Ce sera le premier combat frontal entre cette nouvelle génération et l’État du Sénégal. Au prix de nos vies. Que l’on nous mette en prison. Cela ne nous empêchera pas de continuer la lutte. Bargny est sur le point d’affronter l’État du Sénégal pour lui dire que nous avons subi des injustices, et nous voulons qu’elles soient réparées.

Mieux vaut mourir pour une cause afin que les prochaines générations puissent vivre dans la paix.
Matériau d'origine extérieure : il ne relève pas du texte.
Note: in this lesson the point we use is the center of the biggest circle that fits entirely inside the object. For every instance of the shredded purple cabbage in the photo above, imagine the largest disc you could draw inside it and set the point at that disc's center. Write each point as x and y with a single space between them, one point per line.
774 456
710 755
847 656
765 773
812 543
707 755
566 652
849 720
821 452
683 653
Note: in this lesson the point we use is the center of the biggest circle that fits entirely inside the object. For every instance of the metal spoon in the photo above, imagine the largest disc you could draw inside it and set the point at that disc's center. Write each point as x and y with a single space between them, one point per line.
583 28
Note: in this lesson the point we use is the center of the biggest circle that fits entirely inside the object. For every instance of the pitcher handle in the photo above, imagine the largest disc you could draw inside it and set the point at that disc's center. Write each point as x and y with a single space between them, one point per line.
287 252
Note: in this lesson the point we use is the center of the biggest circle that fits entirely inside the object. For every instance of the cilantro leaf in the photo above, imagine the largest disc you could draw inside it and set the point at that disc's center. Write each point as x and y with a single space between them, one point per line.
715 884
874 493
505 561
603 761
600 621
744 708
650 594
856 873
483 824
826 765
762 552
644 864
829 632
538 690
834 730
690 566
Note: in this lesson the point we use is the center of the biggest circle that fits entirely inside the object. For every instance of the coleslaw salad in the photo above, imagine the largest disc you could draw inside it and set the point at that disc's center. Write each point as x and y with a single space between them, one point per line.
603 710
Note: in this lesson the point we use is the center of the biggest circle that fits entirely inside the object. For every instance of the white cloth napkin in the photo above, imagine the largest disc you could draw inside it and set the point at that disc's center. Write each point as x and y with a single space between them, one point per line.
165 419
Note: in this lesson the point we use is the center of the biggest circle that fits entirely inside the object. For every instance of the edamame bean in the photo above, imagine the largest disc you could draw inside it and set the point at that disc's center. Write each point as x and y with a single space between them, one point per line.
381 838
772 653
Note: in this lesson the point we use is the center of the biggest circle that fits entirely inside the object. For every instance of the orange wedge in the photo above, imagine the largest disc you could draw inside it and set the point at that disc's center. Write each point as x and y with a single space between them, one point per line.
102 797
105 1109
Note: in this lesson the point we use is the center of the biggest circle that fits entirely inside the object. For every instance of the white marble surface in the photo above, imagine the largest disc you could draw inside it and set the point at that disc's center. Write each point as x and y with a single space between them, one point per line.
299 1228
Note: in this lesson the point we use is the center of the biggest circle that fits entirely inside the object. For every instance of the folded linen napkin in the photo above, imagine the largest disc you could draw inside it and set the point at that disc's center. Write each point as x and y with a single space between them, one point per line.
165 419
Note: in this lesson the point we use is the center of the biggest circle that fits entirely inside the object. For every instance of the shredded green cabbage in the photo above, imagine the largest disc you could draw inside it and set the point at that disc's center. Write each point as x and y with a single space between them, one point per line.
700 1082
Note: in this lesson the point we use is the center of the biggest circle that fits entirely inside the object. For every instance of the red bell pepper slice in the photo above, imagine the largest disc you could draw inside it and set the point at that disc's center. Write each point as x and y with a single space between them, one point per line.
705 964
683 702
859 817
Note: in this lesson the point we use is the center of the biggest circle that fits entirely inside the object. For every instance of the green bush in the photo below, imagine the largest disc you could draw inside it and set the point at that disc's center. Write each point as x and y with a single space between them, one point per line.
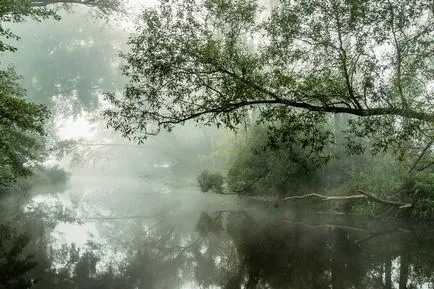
420 189
210 182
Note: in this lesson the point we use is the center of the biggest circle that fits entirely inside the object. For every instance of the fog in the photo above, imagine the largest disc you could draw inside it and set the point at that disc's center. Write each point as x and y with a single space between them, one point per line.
113 213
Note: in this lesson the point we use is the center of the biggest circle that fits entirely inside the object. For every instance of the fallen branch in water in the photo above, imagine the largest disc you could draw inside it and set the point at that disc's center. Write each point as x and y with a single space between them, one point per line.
398 204
361 196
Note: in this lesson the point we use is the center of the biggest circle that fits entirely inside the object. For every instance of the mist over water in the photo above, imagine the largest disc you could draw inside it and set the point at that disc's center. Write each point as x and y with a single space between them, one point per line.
132 216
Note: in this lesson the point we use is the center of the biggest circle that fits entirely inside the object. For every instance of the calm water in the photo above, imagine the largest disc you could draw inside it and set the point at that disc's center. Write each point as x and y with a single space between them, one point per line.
136 233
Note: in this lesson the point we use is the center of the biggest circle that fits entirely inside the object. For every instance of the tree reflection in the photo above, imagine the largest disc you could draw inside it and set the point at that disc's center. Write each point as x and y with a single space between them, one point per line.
230 250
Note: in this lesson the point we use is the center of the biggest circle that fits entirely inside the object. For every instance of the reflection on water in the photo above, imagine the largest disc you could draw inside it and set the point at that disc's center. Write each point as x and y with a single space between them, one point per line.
187 240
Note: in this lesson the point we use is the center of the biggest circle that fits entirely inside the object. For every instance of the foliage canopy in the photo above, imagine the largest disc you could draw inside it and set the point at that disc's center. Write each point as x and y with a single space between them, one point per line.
293 63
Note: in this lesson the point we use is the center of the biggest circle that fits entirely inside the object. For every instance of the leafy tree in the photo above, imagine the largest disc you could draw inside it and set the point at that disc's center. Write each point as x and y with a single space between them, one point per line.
216 61
21 122
21 128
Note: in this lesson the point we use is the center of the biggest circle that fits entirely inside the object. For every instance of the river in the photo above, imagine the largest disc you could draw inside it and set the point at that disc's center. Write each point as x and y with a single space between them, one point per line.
119 232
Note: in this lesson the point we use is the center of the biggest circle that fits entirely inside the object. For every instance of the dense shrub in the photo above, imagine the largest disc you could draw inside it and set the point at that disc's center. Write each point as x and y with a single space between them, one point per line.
210 182
420 189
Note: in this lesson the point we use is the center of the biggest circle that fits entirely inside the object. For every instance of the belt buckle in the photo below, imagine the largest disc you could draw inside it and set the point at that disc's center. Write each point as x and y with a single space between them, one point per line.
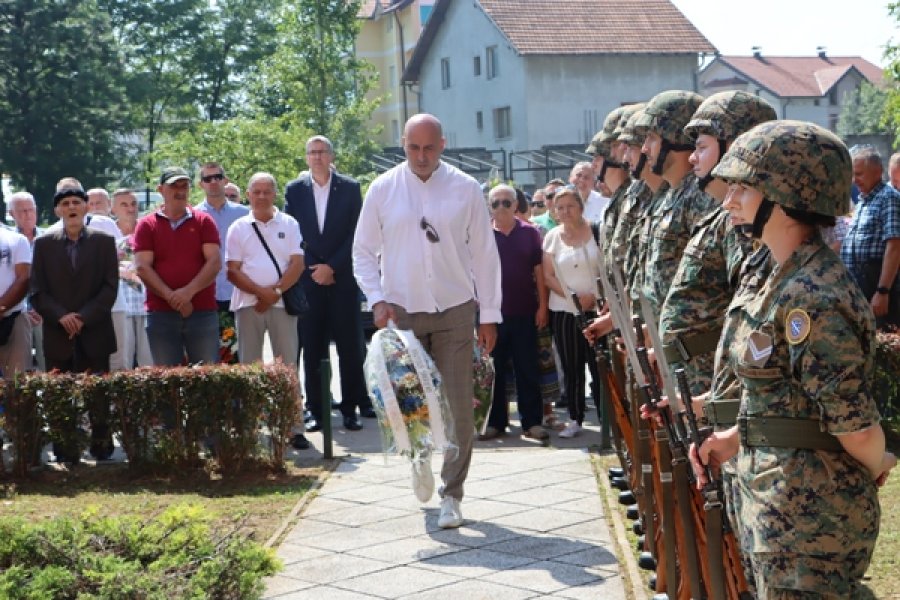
743 430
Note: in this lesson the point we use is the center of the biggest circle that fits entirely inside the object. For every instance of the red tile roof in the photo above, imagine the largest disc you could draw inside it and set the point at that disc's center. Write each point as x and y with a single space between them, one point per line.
596 27
809 76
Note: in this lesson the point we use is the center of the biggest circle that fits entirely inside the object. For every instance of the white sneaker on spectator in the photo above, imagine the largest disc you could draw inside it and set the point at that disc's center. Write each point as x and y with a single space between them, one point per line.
451 516
423 478
572 429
Bargny est en train d’étouffer. Nous allons directement vers l’agonie. Et après l’agonie, c’est la mort

Quel est votre dernier mot ?

C’est de dire au monde, et à la population de Bargny en particulier, de se dresser. En ce moment, je ne dors pratiquement pas car l’avenir de Bargny est sombre. Au fond de moi, ce que je veux, c’est que tout Bargny forme un seul corps pour lutter. Si nous formons un seul corps, nous allons gagner le combat. Nous sommes déjà sur le terrain.

Et je dis au président Macky Sall que Bargny a voté pour lui à hauteur de 58%. Qu’il vienne au moins en aide à ceux qui ont voté pour lui. Qu’il leur évite la honte de se faire moquer par ceux qui n’ont pas voté pour lui. Sans le dire, nous commençons à rire d’eux.

Nous ne sommes pas dans la logique de lutter juste pour lutter. Nous comptons lutter dans le respect du droit. Mais à un certain point, il pourrait être nécessaire que nous y laissions nos vies. Pour le moment, nous allons utiliser toutes les voies offertes par le droit pour montrer la vérité et corriger ce qui doit l’être à Bargny.

 


Crédit photo : WATHI

Mandoye Beun Ndoye

Mandoye Beun Ndoye est conseiller municipal à Bargny où il a réalisé tout son cursus scolaire jusqu’à la terminale. Il a été président du rassemblement des étudiants de Bargny et secrétaire général de l’association sportive et culturelle de son quartier. Impliqué dans la politique, il est le responsable des jeunes du Parti Démocratique Sénégalais (PDS) à Bargny et le vice-président de la commission culture, tourisme, loisirs et patrimoine de la municipalité.